Now, how does string equality work? Unlike Java, s1==s2 will work on equal strings, character by character. This is because there is only ever one instance of any particular string stored in memory, so comparison is very quick (this is called interning), for an extra cost of string creation. This can work because strings are 'immutable', there is no way in Lua to modify the contents of a string directly.
The same lessons taught to Java programmers apply here: building up a large string by concatenation creates a lot of temporary strings that can stress the garbage collector. The Lua way is to put the strings into a table and then use table.concat.
If you are a C programmer, this may seem massively inefficient, but the answer is that Lua strings are not the right data structure for modification. Representing a string as a table of string fragments (sometimes called a 'rope') is much more efficient.
Lua has powerful meta-programming abilities through mechanism of metatables. Different table values can be given common behaviour by giving them the same metatable, and so you can think of it as a generalisation of the 'class' concept in other dynamic languages.

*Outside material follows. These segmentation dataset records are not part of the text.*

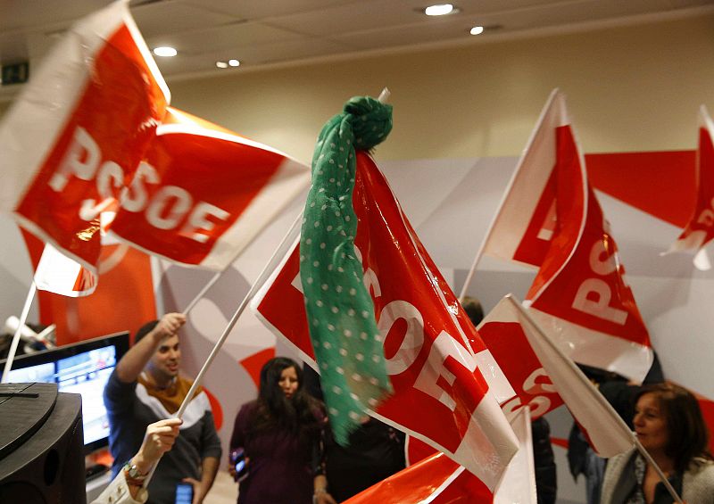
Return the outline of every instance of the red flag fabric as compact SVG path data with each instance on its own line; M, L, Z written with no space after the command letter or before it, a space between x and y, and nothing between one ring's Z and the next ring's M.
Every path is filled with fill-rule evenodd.
M478 326L478 334L516 392L514 398L502 405L506 417L527 406L535 420L563 403L520 324L489 315Z
M169 107L111 231L164 259L225 269L310 183L286 154Z
M502 241L511 245L503 249ZM645 376L652 360L650 337L557 89L485 252L539 267L527 302L571 359L635 381Z
M381 172L369 155L357 155L355 248L373 298L394 390L370 414L447 453L493 488L517 449L497 395L482 375L501 376L500 370ZM252 307L267 326L315 367L298 272L295 250ZM505 388L508 392L498 394L512 397L512 389Z
M519 448L494 492L453 460L436 453L369 487L345 503L536 504L530 422L527 409L519 410L511 418L511 425L519 438Z
M699 251L714 238L714 122L704 105L699 110L696 155L697 195L694 211L672 251Z
M100 213L131 180L169 101L126 2L84 18L0 125L0 208L95 272Z
M527 300L571 359L642 381L652 361L647 328L572 129L554 133L558 227Z
M528 310L528 314L533 314ZM622 453L635 444L635 437L604 397L575 363L560 349L552 332L536 325L535 318L508 295L499 302L485 319L488 322L518 323L543 368L568 409L601 457Z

The metatable can have metamethods like __index. This is called when table indexing fails, and in this example forces a table index to return a default zero value if out-of-bounds.
t = {1,2,3}
setmetatable(t,{
__index = function(t,k) return 0 end
})
print(t[1],t[5])
---> 1 0
Cute, and incredibly powerful. In Lua 4.0 the equivalent concept was called a 'fallback' and that word describes the behaviour very well. A common misunderstanding is that __index overrides all table accesses, but this is not so. In a similar way, __newindex only kicks in if the key does not exist in the table. (If you do need to do something for each table key access, then proxy tables are the suggested solution. This technique involves deliberately keeping the table empty, and keeping the implementation data separate. Then __index will always fire and you can return whatever you like - this can be used to implement true properties with getters and setters.)
A common way to implement classes looks like this:
C = {}
C.__index = C
function C:m1() return self:m2() end -- note the implicit self with : shortcut
function C:m2() return self.value end
To construct a new instance of C, you make a new table and set its metatable to C.
function C.new(value)
local obj = setmetatable({},C)
obj.value = value
return obj
end
The key to this trick is C.__index = C; people often think that merely putting functions in the metatable will allow objects to access them, but all unknown field accesses have to go through __index, and this assignment lets objects find their functions in the metatable.
Looking at the manual shows you a full list of the available metamethods. For instance, you can override the usual equality operation and make it do something else, for instance do a true element-by-element comparison for lists.
There is a gotcha with __eq; unlike the arithmetical metamethods, it insists that both arguments have the same metatable.